The challenge of launching a fundamental renegotiation of Britain’s economic and political relationship with Europe—a process that could take a decade—is straining political consensus in the United Kingdom and on the continent. Brexit will produce a Britain that is poorer and less of an economic and financial power than if it had remained in the European Union. At the same time, the Brexit vote adds to the populist and inward-looking centrifugal forces pulling at Europe. 

At best, investors face a difficult transition to a highly uncertain future. The political instinct in cases like this may be to delay, but markets operate on a different timeline. Investors will need to make decisions on where to invest and operate and where to employ their workers.
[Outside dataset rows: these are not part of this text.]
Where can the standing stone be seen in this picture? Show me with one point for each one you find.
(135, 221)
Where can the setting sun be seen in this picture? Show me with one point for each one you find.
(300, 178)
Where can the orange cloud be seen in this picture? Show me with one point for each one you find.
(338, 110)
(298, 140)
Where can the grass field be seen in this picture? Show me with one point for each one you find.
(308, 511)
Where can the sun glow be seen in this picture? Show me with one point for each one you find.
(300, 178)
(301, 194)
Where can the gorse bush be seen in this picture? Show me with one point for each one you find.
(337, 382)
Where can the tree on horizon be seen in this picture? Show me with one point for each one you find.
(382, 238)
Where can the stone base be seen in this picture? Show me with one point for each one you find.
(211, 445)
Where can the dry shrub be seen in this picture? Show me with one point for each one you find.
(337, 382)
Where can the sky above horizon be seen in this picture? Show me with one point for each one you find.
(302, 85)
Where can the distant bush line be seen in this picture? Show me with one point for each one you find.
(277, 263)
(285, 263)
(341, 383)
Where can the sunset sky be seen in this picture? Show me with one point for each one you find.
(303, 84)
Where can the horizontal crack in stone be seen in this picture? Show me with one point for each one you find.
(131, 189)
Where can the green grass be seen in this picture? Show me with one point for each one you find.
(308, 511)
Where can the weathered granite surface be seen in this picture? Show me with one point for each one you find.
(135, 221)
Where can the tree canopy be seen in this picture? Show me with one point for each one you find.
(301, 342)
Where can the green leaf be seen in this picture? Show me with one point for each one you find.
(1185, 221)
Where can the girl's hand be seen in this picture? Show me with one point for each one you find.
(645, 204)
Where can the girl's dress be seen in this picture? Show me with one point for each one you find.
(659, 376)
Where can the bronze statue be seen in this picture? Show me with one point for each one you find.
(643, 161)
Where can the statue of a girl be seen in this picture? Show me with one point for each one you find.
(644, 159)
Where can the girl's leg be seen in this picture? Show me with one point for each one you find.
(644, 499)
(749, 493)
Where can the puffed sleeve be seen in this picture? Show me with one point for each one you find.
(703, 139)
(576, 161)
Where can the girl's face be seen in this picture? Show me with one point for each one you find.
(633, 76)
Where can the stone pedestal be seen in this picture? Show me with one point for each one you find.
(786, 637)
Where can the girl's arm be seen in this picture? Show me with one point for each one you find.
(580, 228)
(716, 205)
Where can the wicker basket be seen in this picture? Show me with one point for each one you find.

Even if Britain and Europe ultimately agree on a new, strong free-trade arrangement, the disconnect between political and economic timelines ensures that markets will increasingly struggle with the uncertainties created by Brexit. Economically, Brexit is bad for the United Kingdom and bad for Europe.

 

Looking Ahead: Kahn's take on the news on the horizon


Venezuela

Rising political unrest has prompted nervous market response and forced the country into increasing expensive funding deals. This situation has intensified concerns about the country’s commitment to its debt service of $3.5 billion in October and November.

Group of Twenty (G20)

The debate on economic openness versus protectionism has come to dominate recent G20 discussions. A call to resist protectionism was omitted from its April communiqué, ensuring a showdown on this issue at the July leaders’ summit in Germany.

Greece

Greece and its European creditors agreed on further reform measures in pension and income tax, which will enable the country to receive further funding to meet its July repayments. European policymakers have expressed confidence that a deal on debt will be agreed and that the IMF will participate in the next Greek program. But no progress was made at the recent IMF meetings, ensuring that there will once again be a last-minute cliffhanger this summer.